Nevertheless, there are some limitations to this study. This study is cross-sectional and causal inferences cannot be drawn. It is also worth noting that the findings could also be limited by social desirability bias in participants’ self-reporting of sexual risk practices during face to face interviews and also recall bias when reporting on their sexual practices.

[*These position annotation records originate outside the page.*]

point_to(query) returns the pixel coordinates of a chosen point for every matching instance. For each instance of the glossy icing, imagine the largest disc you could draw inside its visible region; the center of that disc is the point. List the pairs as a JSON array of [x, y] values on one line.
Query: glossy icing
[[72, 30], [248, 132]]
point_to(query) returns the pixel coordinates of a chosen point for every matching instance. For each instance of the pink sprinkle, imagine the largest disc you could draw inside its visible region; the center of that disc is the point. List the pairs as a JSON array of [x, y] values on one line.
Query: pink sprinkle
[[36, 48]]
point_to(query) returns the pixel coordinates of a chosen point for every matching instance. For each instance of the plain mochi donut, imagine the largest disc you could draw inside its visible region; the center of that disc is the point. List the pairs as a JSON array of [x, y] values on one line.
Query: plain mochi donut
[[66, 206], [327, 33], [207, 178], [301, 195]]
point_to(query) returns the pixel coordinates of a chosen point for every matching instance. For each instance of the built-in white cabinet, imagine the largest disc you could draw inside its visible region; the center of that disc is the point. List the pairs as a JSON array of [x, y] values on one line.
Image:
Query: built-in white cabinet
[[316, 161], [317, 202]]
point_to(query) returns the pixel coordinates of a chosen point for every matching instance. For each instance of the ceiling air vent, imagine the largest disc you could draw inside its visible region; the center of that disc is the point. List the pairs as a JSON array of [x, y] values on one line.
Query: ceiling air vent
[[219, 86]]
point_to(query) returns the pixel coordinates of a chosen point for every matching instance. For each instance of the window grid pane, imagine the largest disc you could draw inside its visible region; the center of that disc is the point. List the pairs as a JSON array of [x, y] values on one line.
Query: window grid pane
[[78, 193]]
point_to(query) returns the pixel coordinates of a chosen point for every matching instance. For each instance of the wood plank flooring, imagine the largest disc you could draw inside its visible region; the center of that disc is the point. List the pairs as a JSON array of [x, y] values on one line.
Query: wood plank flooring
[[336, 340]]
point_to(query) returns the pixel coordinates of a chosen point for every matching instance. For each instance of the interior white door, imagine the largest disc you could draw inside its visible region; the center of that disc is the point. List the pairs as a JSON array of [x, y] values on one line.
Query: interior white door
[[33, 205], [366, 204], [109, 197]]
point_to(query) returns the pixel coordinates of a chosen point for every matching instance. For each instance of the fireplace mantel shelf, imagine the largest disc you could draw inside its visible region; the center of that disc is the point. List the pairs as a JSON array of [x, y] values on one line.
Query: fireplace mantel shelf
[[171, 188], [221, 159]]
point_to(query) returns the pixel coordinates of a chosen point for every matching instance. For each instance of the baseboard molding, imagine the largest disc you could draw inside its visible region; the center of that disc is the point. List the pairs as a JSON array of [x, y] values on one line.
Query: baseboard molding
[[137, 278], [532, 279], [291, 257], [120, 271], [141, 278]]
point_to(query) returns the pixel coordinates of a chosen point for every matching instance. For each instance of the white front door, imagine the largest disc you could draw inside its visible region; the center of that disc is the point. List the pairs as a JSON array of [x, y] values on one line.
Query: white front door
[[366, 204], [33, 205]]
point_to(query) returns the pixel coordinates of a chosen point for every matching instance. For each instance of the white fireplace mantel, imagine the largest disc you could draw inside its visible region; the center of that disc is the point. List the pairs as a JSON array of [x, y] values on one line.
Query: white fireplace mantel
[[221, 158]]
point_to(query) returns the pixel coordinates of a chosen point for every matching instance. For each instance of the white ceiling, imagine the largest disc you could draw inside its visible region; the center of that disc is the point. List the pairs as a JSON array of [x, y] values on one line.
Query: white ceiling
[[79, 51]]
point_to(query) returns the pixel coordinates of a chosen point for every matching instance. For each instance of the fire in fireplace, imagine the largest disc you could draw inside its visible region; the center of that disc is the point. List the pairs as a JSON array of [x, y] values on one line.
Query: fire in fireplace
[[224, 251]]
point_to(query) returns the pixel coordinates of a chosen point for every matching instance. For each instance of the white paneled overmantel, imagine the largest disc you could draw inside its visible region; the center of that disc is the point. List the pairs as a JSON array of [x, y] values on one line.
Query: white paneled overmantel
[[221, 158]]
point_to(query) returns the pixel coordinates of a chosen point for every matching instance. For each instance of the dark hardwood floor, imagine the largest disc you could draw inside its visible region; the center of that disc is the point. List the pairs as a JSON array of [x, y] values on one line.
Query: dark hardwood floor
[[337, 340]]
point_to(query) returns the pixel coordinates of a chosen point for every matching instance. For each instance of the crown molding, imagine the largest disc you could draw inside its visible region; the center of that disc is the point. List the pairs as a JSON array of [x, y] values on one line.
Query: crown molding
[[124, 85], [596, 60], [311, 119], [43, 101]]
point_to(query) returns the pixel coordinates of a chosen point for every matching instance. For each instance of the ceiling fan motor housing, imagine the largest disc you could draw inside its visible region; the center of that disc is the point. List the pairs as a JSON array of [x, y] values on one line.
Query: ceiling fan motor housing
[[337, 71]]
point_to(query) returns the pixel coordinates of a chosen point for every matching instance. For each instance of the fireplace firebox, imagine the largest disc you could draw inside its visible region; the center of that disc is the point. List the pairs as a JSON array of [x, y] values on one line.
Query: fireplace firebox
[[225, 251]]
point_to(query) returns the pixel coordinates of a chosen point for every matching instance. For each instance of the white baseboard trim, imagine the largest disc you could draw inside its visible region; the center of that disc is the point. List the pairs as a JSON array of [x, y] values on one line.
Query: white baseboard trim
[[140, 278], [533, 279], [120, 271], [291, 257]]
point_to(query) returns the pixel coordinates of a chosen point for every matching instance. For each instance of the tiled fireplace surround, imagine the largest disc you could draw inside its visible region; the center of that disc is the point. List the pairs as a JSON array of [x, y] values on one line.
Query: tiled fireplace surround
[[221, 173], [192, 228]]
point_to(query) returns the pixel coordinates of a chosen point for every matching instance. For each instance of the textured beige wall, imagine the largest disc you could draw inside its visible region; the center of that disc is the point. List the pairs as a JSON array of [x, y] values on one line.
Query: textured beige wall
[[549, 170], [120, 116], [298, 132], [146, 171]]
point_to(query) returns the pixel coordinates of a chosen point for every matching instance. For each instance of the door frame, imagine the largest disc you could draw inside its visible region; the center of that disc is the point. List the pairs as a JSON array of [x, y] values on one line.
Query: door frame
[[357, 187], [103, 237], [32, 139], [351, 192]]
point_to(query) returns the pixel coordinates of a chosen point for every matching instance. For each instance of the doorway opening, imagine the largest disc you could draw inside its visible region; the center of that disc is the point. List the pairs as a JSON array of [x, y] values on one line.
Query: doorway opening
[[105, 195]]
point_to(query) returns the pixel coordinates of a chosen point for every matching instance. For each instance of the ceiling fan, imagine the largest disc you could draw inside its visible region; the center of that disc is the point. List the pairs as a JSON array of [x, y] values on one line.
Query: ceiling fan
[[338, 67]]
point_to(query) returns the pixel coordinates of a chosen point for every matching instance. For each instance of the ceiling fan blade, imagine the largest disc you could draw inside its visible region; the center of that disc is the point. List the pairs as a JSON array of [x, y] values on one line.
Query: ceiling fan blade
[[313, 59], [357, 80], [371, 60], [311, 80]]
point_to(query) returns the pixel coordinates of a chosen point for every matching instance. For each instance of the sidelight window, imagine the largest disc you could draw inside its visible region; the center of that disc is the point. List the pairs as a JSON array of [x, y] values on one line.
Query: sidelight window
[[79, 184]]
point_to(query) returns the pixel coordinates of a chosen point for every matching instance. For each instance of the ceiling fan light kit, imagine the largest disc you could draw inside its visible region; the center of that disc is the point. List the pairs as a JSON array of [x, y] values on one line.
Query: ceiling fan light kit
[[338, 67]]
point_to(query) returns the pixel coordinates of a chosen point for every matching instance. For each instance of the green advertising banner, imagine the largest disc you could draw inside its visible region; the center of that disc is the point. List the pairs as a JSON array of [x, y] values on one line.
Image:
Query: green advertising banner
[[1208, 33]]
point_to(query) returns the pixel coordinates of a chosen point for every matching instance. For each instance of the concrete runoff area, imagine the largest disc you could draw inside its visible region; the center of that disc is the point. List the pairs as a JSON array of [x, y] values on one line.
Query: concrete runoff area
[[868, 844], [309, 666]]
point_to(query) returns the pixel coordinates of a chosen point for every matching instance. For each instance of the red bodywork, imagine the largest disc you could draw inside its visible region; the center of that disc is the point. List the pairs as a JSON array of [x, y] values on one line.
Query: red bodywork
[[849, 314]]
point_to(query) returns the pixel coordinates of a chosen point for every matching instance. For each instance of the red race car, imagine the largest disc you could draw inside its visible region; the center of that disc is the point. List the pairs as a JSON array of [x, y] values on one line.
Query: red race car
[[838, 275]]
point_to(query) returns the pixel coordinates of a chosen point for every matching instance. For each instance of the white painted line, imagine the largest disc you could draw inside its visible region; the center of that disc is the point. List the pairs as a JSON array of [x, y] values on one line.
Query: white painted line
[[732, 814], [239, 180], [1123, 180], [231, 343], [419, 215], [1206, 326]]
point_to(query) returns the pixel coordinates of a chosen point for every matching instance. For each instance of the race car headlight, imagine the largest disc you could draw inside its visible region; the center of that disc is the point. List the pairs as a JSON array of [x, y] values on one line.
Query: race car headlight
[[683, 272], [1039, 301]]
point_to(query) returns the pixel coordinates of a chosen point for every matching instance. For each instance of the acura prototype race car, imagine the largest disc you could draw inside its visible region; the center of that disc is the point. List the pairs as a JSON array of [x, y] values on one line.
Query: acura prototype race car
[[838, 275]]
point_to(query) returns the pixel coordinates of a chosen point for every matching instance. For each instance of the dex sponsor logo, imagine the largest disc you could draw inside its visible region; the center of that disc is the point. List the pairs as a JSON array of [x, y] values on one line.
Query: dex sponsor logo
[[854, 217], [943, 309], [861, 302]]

HIV still poses a great threat to the livelihood worldwide with Sub-Saharan African bearing the highest burden of the pandemic. The study found that circumcised men are likely to engage in risky sexual practices owing to the perceived protective effect that VMMC offers. A higher proportion of men that underwent VMMC understand the protection that VMMC offers in preventing HIV transmission and the need to use condoms to avoid contracting the virus. Nevertheless, risky sexual practices were observed among circumcised men. There is need to strengthen the information, education and communication (IEC) component before, during and after circumcision with emphasis on the unmarried / single and those residing in low and high densities as they are at risk of engaging in risky sexual practices post VMMC. However, misunderstandings and inaccurate perceptions about protection from HIV through VMMC could lead clients to opt for risky sexual practices and reduce the ability for adopting options available for safer sex.

Further studies need to be done to ascertain if male circumcision has an impact on condom use and a study that incorporates pre and post circumcision sexual practices in participants.